We ate the last of the acorn squash I grew for dinner. We are down to the yellow and red storage onions, 27 garlic heads, and about ten pounds of potatoes. There is garden gleaning to do and the first frost has not been forecast. We have a glut of apples and deer are not making enough progress eating fallen ones under the tree, even if they all know the smorgasbord is open.
I bought two boxes of packets of USDA organic gummy bears for any trick or treaters this year. I haven’t decided whether or not to turn on the front door light because of the recent outbreak of COVID-19 in the schools. I want to be ready because of supply chain issues much publicized in the media. Only regret is the gummies have gelatin, so are not a vegetarian option for the kiddos, as parents today call their children.
I wonder how my mental capacity is changing with age. I wonder if I will be able to tell it changed… probably not. I’m not ready to kick back and work on my reading pile for the rest of my days. God help me if I connect a new television to the cable. There are more gardens to grow and a house to fix up, all with the limited resources of a pensioner. I’m ready to retire, but not sure what that means in 2021.

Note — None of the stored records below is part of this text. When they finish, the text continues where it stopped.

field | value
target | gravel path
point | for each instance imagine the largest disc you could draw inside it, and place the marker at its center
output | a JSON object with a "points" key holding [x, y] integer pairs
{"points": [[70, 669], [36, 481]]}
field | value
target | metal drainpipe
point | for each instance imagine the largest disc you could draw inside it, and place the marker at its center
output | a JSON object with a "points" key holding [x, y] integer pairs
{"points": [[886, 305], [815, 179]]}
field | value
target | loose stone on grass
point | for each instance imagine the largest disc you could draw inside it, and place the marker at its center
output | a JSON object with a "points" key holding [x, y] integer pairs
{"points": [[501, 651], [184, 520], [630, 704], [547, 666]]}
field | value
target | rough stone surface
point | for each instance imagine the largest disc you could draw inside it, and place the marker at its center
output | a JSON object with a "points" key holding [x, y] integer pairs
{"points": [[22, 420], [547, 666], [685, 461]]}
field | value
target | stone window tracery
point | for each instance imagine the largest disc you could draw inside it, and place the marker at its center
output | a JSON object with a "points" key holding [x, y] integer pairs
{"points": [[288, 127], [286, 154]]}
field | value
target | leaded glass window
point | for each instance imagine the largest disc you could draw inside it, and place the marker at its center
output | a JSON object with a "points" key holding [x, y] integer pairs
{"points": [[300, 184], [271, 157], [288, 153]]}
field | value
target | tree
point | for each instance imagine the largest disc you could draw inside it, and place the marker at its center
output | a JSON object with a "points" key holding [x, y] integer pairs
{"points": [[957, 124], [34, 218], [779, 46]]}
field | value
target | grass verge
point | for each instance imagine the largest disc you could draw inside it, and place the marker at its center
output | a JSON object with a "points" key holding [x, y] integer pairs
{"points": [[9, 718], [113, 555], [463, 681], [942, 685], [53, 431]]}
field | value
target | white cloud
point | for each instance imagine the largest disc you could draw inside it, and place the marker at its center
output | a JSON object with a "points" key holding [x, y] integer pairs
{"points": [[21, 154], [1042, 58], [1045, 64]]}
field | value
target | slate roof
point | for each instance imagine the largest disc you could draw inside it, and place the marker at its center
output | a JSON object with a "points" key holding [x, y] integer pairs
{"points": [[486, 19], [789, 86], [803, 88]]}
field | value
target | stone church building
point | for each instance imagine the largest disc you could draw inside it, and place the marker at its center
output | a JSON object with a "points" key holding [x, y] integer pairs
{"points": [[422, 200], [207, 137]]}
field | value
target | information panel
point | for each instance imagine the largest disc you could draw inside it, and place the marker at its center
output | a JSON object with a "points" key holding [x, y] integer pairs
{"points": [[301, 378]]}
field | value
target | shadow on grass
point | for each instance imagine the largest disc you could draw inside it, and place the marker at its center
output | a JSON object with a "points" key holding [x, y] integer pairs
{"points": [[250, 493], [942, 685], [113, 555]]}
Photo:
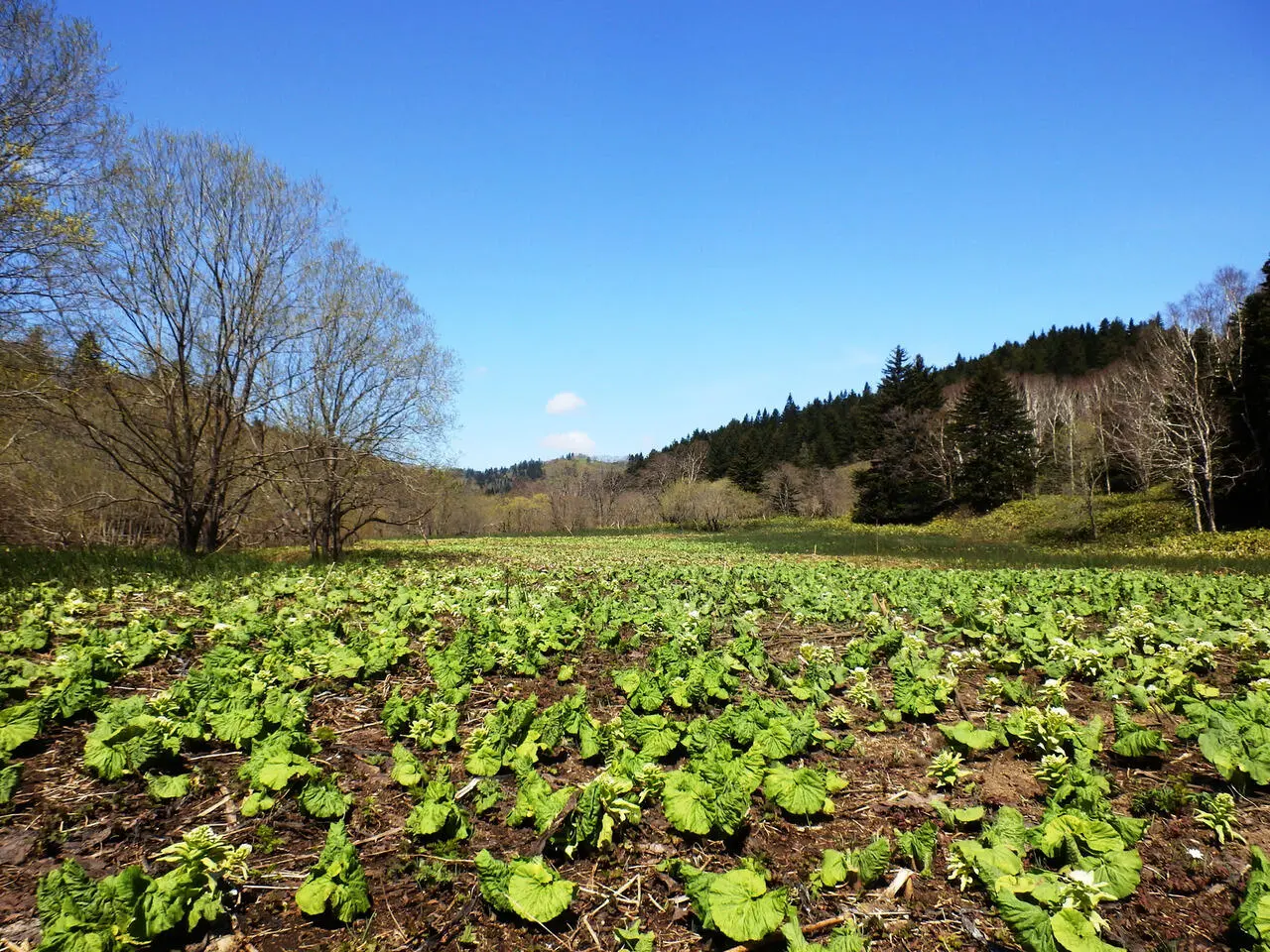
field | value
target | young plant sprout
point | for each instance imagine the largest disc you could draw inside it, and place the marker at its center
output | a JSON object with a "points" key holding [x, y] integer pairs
{"points": [[1219, 817], [945, 770]]}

Reverse side: “In All That Is Good, Iowa Affords the Best.” Iowa was admitted as a state Dec. 28, 1846. The Capitol was built 1873-1886 at a cost of $3,296,256. The domes are plated with 22-carat gold. The mural “Westward” hangs at the head of the grand stairway. “Iowa, Her Affections Like The Rivers Of Her Borders, Flow To An Inseparable Union”
We don’t pick the circumstances of our birth. Because life has been tolerable in Iowa I stayed. I had experiences elsewhere: in the military which took me to South Carolina, Georgia and Germany, and a work transfer to Indiana. Both times I returned to my home state. If I had found a place more suitable for living I would have moved there. A person gets used to what they know.

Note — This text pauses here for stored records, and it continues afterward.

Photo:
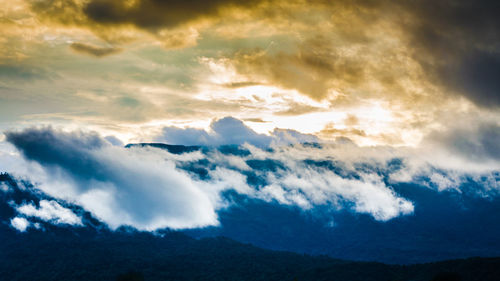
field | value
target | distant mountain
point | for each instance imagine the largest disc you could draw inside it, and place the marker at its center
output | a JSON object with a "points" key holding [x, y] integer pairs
{"points": [[88, 254], [449, 224]]}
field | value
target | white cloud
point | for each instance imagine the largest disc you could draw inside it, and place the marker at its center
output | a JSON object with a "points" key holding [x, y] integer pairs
{"points": [[50, 211], [19, 223], [148, 188]]}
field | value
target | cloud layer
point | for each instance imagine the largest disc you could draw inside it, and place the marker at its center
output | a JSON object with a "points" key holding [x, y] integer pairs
{"points": [[150, 188]]}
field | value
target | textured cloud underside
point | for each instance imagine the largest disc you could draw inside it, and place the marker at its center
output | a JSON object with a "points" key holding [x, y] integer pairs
{"points": [[156, 186]]}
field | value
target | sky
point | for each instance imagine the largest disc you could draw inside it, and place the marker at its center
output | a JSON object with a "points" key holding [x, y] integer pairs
{"points": [[417, 79]]}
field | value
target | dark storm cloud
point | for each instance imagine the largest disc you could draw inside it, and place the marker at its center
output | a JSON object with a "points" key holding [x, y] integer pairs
{"points": [[458, 41], [67, 150], [147, 14], [93, 50], [480, 142], [153, 14]]}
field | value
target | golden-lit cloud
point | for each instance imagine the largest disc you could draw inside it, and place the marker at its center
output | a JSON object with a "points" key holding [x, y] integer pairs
{"points": [[377, 72]]}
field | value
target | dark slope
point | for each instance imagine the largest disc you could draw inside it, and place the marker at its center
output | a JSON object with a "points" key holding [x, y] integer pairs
{"points": [[59, 252], [71, 255]]}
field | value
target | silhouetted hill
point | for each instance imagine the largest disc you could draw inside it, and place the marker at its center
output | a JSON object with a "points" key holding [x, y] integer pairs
{"points": [[128, 255]]}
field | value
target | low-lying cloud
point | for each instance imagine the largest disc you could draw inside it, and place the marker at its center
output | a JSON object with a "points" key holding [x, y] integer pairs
{"points": [[150, 187]]}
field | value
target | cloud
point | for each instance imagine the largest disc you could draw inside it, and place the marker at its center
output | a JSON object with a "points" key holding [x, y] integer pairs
{"points": [[93, 50], [229, 130], [477, 141], [151, 14], [457, 43], [19, 223], [119, 186], [50, 211], [223, 131], [150, 188]]}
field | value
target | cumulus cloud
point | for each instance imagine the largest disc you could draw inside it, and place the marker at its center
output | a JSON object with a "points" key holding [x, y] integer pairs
{"points": [[19, 223], [148, 187], [50, 211], [119, 186], [93, 50], [229, 130]]}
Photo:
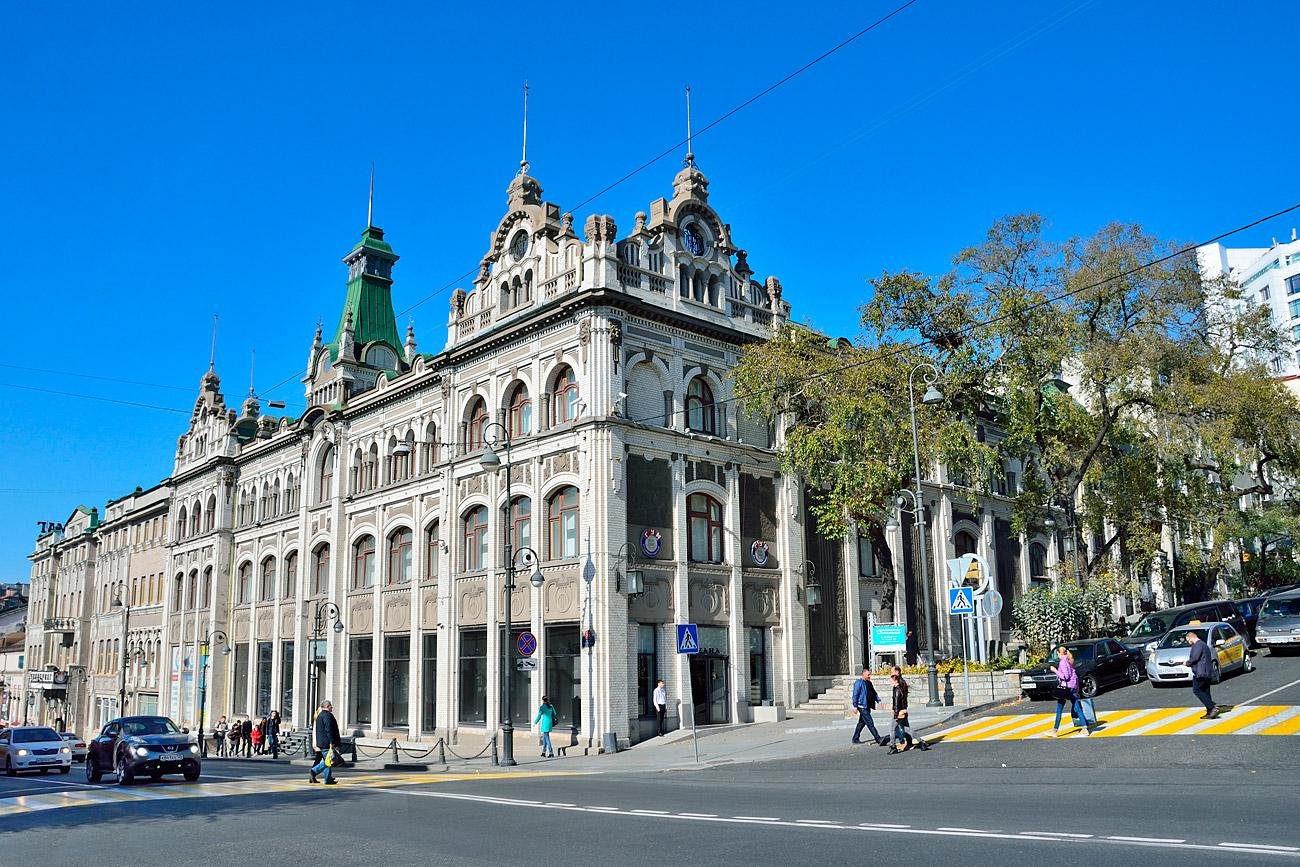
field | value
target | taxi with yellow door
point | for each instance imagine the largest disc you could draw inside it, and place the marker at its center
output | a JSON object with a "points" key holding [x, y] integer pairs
{"points": [[1166, 662]]}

I graduated from the University of Iowa twice yet I don’t consider myself to be a “Hawkeye,” the nickname for graduates. I don’t even follow the sports teams despite large sums of money the state invests in them. I don’t farm or work for someone any longer. As a pensioner I could live anywhere. So far I continue to choose Iowa.
It is not bad living here… yet. Despite growing coarseness in society, where personalities rage at one another, denigrate liberals and intellectuals, and do dumb things, I’m still here. We are a place where Qanon members and dark money lobbyists are close to the governor while I am not. The postcard is not clear about “all that is bad” yet we have plenty of that in Iowa. At the point where there is concern for personal safety I might leave. Where would I go? To a place where my pension dollars would stretch further. Perhaps outside the United States.

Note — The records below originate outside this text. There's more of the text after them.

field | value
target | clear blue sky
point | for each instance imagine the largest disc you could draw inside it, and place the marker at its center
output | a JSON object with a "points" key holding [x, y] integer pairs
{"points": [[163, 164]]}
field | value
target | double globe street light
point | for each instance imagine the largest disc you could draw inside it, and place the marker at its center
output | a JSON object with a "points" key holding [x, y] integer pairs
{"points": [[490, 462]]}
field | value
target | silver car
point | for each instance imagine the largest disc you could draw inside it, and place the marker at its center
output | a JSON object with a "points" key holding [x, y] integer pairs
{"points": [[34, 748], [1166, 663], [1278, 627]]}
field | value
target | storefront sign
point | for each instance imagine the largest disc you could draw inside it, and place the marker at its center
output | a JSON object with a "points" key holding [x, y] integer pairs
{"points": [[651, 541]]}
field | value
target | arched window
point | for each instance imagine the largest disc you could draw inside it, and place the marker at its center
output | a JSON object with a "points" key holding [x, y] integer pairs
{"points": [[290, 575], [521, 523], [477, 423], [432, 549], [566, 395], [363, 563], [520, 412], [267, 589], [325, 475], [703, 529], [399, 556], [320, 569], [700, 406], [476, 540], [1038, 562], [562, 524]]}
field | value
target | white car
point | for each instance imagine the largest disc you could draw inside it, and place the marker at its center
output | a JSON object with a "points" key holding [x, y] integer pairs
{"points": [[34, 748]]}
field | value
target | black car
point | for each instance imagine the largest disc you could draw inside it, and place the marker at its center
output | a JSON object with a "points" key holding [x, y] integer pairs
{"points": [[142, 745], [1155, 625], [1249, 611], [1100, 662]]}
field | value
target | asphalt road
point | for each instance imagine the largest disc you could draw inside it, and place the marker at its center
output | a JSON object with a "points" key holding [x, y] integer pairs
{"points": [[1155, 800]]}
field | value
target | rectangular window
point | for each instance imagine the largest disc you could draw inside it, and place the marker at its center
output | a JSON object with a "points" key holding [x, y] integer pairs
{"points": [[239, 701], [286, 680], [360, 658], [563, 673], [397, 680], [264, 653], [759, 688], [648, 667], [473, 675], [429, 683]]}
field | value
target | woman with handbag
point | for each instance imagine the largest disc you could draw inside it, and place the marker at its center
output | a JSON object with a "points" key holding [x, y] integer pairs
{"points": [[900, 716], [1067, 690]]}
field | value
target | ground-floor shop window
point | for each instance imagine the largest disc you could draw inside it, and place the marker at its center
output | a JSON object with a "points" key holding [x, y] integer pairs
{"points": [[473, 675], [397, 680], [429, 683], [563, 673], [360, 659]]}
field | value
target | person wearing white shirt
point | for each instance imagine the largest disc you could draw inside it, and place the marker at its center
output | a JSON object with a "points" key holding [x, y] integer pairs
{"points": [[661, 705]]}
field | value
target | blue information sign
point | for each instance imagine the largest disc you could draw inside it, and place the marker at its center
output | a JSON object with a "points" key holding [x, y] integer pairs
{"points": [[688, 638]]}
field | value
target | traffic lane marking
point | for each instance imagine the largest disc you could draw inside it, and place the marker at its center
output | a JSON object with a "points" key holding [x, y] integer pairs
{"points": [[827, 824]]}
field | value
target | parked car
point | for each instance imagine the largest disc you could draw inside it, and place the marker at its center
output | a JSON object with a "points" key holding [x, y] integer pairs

The designer of this card was a publicist and an optimist. I recognize the objects on the front side and have been in the state capitol and historical building many times. The idea we are an “inseparable union” is ridiculous in 2021. It would be fitting to mention the two bordering, polluted rivers flow to the Gulf of Mexico where they contribute to a large dead zone. Hardly stuff to be used in promoting the state. The card is undated but is a product of the 20th Century. We are so past that now.
We make the best lives we can. We are handicapped by education, social status and physical attributes. Those handicaps can be overcome. In Iowa I’ve always been able to find work enough to own a house and pay the bills. Emblematic of our financial circumstances is I drive a 2002 automobile. It is low mileage and serves basic transportation needs. I wouldn’t want to make a trip to New Jersey in it.
There is a migration of young people leaving the state. Why would they stay? Drawn to large cities like New York, Chicago and Los Angeles, they also move to Colorado where Denver has become a gathering place for young professional people. Florida used to be a destination until Governor Ron DeSantis came along. Now there is an ongoing exodus from Florida as well. Iowa’s governor seems resolved to follow DeSantis’ lead. It’s another reason young people leave the state.
I like this postcard and wish the slogans were true. If wishes were horses, beggars would ride.